In an effort to address the COVID-19 crisis in humanitarian settings, the Inter-Agency Standing Committee (the highest-level humanitarian coordination forum of the United Nations system) is expected to launch a Global Humanitarian Response Plan (HRP) tomorrow, which will analyze the direct public health and indirect immediate humanitarian consequences of the pandemic on the population in countries that are already facing other crises.

Ahead of the launch of the COVID-19 Global HRP, Sarah Costa, executive director of the Women’s Refugee Commission (WRC), issued the following statement:

“The COVID-19 virus is a test for our communities, our principles, and our compassion. Any response to the pandemic must put refugees’ human rights front and center, otherwise we risk the response being a death sentence for those most at risk, such as the elderly, pregnant women, and survivors of gender-based violence.

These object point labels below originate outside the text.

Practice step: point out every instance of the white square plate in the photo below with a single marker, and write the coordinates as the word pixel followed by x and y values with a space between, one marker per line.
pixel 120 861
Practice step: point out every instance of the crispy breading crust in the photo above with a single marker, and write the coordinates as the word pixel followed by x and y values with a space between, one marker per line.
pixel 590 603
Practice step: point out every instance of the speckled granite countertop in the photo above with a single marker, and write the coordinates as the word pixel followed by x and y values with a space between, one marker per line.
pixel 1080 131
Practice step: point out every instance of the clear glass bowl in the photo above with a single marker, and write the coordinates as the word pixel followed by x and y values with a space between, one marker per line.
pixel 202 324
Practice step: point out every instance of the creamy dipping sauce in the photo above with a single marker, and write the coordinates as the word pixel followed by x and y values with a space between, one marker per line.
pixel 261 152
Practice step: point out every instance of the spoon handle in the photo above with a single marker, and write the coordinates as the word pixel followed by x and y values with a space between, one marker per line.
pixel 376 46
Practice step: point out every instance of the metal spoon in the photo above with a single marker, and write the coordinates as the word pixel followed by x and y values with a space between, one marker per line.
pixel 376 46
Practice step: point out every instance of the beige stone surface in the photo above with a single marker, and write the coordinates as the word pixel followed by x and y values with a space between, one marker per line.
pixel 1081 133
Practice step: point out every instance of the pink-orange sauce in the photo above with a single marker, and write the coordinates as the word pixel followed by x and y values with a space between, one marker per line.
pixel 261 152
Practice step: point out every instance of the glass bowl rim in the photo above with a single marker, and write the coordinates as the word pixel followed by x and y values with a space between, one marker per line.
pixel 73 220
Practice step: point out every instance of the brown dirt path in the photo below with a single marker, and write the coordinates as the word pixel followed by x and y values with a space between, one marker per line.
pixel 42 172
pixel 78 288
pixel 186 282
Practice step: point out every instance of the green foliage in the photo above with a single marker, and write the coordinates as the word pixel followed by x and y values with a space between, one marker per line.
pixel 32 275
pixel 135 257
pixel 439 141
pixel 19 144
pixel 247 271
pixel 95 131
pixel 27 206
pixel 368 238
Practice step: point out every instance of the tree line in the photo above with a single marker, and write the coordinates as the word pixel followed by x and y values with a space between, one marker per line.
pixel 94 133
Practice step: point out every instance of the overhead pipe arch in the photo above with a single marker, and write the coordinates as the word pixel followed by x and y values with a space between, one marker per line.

“For example, health responses must take special care to be aware of the most marginalized populations, such as women and girls with disabilities, who need accessible information and services, including sexual and reproductive health care. Collecting disaggregated data is critical to understanding who is being effectively reached, and where the gaps are now and in the future. Providing age-, gender-, and disability-sensitive responses is not a luxury, it is a matter of life and death.

“Public health measures must not result in the denial of the opportunity to seek asylum and must respect the principle of non-refoulement.

“We must directly fund local civil society organizations, including women’s rights organizations, which are often the first responders in any crisis. They have the knowledge and the networks of trust necessary to do this critical frontline work. During the Ebola crisis, for example, local women’s groups in Guinea, Liberia, and Sierra Leone, played a crucial role in tackling the disease, and remained on the frontlines, long after international actors left.

“Now is the time to safeguard our values and human rights and, critically, ensure the safety and access to treatment of the most marginalized – displaced women, girls, persons with disabilities, and others who will be most impacted and have the fewest resources to cope.”